Throwing money at social problems doesn't necessarily work, true, but the other side of that coin, how does that go? In a perfect world, everything would be great. We don't live there, at least I don't. The idea of balancing government and other things is something most people can live with, trying to do that is the problem.

Back from the school, and I read the story. The kids were so quiet. Of course the teacher was present, but they didn't fidget or anything. They seemed to be paying attention, which was good. Perhaps they thought I was too old to read? I also had lunch. We had pizza, toss salad, applesauce, corn on the cob, and the kids had milk, I had tea without sugar. I almost choked on that. I really enjoyed myself. We went outside for five minutes, and there were tiny flakes of snow falling. The kids loved it.

Posted by: cmyth4u | March 2, 2009 1:28 PM | Report abuse

Who the heck is Patrick Matthew? His name is in the title of the song that won best Darwin song lyrics, in a contest sponsored by blogger John Tierney at the NYT--Tierney announcing contest winners today.

I think I'd fall over if kids, as young as the ones in the accompanying YouTube video (members of the North Cambridge Family Opera Festival Chorus), sang lyrics as smart, in America's public schools or the private Sidwell.

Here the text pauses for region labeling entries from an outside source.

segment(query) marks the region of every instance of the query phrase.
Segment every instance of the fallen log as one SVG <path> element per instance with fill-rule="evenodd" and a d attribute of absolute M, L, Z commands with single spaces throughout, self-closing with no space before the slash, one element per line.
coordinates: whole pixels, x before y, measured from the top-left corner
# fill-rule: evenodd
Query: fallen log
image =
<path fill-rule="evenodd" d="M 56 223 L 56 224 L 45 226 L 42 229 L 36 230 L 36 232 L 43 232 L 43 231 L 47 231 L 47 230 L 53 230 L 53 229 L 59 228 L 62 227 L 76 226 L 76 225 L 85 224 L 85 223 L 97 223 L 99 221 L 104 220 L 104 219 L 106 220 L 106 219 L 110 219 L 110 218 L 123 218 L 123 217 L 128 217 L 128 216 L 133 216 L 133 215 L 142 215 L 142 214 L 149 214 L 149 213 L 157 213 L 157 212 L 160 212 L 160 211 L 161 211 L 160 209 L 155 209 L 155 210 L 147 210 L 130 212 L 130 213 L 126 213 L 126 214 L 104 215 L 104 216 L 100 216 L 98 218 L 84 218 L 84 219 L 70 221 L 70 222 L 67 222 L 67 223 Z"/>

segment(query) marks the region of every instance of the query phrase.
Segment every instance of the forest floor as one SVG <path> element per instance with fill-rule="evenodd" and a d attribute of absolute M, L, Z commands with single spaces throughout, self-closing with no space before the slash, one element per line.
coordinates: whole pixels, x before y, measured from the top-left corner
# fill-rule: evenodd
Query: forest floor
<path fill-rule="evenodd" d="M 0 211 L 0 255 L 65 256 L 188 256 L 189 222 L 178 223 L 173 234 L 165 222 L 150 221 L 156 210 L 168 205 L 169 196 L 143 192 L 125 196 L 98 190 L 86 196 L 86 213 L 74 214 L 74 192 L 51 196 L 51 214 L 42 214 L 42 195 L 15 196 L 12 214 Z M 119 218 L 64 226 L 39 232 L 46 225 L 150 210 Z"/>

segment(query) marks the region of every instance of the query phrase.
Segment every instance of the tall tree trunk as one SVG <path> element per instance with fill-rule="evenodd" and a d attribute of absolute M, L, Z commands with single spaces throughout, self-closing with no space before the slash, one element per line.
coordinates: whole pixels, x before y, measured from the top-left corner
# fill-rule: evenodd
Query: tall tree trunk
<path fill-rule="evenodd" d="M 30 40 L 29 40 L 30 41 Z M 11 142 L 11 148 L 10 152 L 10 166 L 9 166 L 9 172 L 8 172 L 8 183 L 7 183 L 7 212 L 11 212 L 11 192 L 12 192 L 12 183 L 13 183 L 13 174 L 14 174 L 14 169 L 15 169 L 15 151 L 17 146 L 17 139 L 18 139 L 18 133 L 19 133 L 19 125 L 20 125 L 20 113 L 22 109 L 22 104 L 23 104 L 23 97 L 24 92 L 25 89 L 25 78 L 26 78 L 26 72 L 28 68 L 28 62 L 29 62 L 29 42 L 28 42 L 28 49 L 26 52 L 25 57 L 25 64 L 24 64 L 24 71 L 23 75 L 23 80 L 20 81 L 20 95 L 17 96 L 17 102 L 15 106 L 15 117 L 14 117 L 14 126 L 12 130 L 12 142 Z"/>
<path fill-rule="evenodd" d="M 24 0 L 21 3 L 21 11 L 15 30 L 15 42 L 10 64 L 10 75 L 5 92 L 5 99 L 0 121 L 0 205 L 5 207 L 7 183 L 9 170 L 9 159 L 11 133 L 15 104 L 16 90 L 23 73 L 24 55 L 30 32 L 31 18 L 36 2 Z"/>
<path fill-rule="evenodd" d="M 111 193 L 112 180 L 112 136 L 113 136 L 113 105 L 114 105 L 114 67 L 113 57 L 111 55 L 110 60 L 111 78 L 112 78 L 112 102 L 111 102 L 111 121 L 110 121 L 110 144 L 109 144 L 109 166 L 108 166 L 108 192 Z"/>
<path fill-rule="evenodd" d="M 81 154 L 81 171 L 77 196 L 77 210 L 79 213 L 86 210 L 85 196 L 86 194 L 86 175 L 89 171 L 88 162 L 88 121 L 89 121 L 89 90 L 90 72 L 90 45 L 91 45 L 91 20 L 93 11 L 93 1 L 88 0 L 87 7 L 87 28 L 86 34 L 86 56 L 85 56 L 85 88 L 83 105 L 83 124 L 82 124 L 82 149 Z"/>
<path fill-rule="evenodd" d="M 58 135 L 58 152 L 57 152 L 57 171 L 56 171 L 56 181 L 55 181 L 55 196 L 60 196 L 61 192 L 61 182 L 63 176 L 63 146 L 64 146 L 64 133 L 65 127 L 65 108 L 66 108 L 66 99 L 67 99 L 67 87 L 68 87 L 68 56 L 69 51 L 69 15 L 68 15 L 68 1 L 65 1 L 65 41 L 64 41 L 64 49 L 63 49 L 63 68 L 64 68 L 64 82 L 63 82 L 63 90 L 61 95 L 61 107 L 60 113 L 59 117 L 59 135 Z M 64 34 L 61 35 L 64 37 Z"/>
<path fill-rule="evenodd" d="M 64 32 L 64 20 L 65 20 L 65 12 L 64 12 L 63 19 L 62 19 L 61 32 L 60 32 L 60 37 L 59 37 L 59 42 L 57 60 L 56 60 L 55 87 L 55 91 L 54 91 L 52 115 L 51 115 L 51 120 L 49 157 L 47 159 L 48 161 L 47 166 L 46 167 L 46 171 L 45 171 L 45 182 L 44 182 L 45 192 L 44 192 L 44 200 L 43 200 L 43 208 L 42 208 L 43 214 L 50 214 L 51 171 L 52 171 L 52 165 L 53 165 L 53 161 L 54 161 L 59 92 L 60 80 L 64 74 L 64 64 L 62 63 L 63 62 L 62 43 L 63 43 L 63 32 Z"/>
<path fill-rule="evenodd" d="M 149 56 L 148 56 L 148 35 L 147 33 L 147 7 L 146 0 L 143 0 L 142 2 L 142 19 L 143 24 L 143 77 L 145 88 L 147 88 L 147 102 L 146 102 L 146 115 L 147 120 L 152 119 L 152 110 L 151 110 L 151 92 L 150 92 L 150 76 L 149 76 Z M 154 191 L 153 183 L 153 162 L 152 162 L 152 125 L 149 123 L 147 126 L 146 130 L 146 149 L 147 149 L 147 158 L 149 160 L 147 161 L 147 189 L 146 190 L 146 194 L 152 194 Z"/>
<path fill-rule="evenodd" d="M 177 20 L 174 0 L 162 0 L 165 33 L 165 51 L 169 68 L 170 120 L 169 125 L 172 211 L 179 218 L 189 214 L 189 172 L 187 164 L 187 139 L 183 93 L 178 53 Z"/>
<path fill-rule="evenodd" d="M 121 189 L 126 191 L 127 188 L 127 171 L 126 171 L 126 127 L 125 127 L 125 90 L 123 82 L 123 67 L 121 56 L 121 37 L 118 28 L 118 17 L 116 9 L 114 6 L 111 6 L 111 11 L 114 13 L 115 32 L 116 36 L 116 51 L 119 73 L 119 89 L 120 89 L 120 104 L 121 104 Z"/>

If you find the kids' singing hard to understand, click on the link that Tierney has provided to the written lyrics. The blog also does a good job explaining Patrick Matthew, as well as the equally unknown Dr. Wells.

Posted by: laloomis | March 2, 2009 1:29 PM | Report abuse

About to shovel. Then bike to store for milk and O.J. Lovely flakes in what looks to me as Brownian dust motes in a slant of sunshine.

Take care, all. Am betting on two-hour delay....and enjoying the lovely froth of white everywhere and the sounds of snow-deprived children on the street.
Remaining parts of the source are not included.